Notre sondage politique: la Flandre risque d'être ingouvernable au lendemain des élections du 9 juin
Le baromètre politique de La Libre (avec l'institut Kantar et la RTBF) montre que seule une coalition à quatre partis au moins, politiquement difficile à manœuvrer, permettrait de contourner le Vlaams Belang pour la constitution du gouvernement flamand.

- Publié le 25-04-2024 à 17h00
- Mis à jour le 25-04-2024 à 20h29

On disserte beaucoup – et à raison – de la difficulté probable qu'il y aura à former un gouvernemental fédéral, mais que dire de la Flandre… Selon le baromètre politique de La Libre (avec l'institut Kantar et la RTBF), la Vlaams Belang poursuit son insolente domination au nord du pays avec 26 % des intentions de vote. L'importance accordée par les électeurs flamands à l'immigration (thématique jugée la plus importante, juste devant le pouvoir d'achat), sur lequel le Belang est très offensif, explique en partie ce succès.
La N-VA, deuxième à 20,9 %, enregistre la perte la plus importante depuis les élections de mai 2019 (- 4,6 points). Mais la grosse surprise en Flandre, c'est la percée du PVDA (nom en néerlandais du PTB) qui grimpe à la troisième place avec 12,2 % des intentions de vote.
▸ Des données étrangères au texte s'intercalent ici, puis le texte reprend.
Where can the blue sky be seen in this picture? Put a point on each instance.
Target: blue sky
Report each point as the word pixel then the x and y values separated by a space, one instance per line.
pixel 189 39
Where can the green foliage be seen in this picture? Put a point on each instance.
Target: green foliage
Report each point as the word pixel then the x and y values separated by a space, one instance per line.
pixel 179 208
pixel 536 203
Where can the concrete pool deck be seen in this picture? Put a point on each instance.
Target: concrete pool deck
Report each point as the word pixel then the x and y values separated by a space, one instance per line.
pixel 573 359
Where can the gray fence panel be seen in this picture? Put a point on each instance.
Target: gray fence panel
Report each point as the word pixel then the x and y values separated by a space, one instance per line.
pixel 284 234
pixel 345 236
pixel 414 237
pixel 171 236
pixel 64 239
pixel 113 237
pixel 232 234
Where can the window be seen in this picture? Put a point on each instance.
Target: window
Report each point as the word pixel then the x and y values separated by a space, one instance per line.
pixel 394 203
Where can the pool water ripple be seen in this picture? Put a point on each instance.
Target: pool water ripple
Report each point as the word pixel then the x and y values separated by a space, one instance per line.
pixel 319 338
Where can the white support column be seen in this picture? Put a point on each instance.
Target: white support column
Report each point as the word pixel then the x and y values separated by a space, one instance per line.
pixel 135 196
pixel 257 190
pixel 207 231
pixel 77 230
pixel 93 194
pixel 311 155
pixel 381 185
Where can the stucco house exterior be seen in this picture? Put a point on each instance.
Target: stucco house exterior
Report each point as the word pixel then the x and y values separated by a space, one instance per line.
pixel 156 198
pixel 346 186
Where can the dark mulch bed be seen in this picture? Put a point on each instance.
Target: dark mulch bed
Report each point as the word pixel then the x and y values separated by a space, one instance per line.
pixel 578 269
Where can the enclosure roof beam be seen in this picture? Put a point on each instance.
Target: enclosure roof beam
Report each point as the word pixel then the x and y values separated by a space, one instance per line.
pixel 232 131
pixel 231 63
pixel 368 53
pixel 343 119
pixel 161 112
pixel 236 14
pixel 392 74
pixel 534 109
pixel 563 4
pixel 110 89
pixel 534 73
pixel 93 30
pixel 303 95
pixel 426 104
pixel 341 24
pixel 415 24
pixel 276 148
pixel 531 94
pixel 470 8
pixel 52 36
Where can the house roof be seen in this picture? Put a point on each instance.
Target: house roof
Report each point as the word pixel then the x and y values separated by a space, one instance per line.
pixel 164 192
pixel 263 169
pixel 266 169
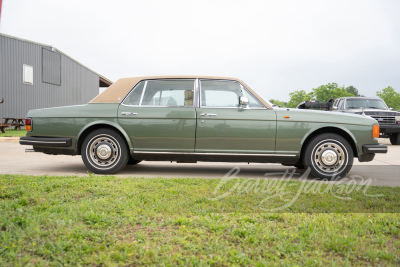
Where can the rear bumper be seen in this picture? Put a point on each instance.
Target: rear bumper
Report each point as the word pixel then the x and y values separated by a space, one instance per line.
pixel 373 149
pixel 45 141
pixel 394 128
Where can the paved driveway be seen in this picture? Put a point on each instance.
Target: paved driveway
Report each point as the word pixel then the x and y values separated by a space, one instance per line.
pixel 384 170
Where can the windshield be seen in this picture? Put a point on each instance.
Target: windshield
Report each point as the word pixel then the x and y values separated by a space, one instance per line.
pixel 365 103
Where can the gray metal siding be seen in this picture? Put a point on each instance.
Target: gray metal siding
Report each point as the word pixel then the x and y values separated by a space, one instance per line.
pixel 78 84
pixel 51 67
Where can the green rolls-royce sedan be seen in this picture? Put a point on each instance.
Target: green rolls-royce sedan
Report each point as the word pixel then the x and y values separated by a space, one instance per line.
pixel 199 118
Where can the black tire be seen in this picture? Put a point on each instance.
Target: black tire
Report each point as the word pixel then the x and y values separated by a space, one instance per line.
pixel 299 165
pixel 104 151
pixel 329 156
pixel 133 161
pixel 395 139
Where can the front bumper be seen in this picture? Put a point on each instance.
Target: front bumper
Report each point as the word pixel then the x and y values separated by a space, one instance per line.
pixel 373 149
pixel 45 141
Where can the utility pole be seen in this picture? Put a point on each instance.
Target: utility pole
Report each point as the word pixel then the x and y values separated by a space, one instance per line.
pixel 1 4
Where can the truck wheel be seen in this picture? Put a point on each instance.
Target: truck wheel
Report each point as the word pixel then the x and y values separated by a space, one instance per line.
pixel 328 156
pixel 104 151
pixel 395 139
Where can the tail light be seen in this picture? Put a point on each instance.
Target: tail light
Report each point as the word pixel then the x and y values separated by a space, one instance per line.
pixel 28 124
pixel 375 131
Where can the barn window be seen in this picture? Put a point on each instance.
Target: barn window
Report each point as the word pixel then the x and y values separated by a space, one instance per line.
pixel 27 74
pixel 51 67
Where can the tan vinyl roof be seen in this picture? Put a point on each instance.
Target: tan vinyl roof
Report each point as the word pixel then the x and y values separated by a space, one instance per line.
pixel 118 90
La progression des communistes était une tendance déjà perceptible lors de précédents sondages, elle apparaît à présent plus clairement.
Des miettes pour les partis traditionnels
De leur côté, les partis traditionnels et les verts, qui composent la coalition Vivaldi au fédéral, se contentent des miettes : 11,6 % pour le CD&V ; 11,5 % pour les socialistes de Vooruit, qui ne digèrent toujours pas la démission de leur ancien président Conner Rousseau, poussé vers la sortie pour avoir tenu des propos racistes ; 10,4 % pour l'Open VLD, qui redresse un peu la tête ; et à peine 6 % pour Groen, qui ne pèsera quasi plus rien si ce score se traduit dans les urnes.
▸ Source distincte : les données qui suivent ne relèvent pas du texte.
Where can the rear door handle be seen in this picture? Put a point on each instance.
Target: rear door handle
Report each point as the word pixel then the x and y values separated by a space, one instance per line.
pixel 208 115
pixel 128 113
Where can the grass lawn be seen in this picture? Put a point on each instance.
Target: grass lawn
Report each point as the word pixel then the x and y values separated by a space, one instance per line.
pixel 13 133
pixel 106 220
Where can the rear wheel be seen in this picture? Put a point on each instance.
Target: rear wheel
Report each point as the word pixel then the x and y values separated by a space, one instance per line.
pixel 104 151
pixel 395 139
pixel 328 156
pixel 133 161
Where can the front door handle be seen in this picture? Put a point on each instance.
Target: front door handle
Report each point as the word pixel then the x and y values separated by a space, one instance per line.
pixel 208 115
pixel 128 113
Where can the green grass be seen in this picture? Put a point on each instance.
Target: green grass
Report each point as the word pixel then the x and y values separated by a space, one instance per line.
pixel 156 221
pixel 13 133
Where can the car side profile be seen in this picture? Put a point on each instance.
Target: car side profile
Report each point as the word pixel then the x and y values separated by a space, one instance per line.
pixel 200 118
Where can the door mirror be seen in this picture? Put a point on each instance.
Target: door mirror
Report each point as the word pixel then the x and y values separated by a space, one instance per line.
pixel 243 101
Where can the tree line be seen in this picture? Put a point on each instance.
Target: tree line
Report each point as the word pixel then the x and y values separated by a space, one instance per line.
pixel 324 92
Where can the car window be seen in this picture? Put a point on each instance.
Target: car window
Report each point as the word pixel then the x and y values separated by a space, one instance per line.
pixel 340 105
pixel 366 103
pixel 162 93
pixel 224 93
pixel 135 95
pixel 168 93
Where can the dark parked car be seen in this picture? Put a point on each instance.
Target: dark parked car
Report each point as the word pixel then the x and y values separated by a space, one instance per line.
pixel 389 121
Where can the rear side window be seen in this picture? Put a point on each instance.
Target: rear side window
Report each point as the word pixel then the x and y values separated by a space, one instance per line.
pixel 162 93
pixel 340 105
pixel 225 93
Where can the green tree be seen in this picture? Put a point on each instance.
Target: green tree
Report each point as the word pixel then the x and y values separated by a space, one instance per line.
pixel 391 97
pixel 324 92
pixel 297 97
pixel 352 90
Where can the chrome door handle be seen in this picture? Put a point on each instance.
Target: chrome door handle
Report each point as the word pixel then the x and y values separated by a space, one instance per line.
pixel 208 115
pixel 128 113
Au regard de ces résultats, un séisme politique est en préparation en Flandre. Aucun parti ne veut gouverner avec l'extrême gauche PTB. Quant à l'extrême droite Vlaams Belang, seule la N-VA pourrait se coaliser avec elle, mais la formation de Bart De Wever reste ambiguë sur la question.
Selon une projection effectuée par le Crisp (Centre de recherche et d'information socio-politiques) sur la base des intentions de vote, le Vlaams Belang et la N-VA auraient ensemble une majorité, certes étriquée, au Parlement flamand (66 sièges sur 124) et pourraient donc former le prochain gouvernement régional. Si cette possibilité se concrétise au lendemain des élections, la pression sera énorme sur la N-VA.
Une quadripartite ô combien périlleuse
Les nationalistes vont-ils résister aux sirènes de l'extrême droite ? Ou opter pour une alternative démocratique ? La difficulté, c'est que cette alternative est complexe à mettre en place.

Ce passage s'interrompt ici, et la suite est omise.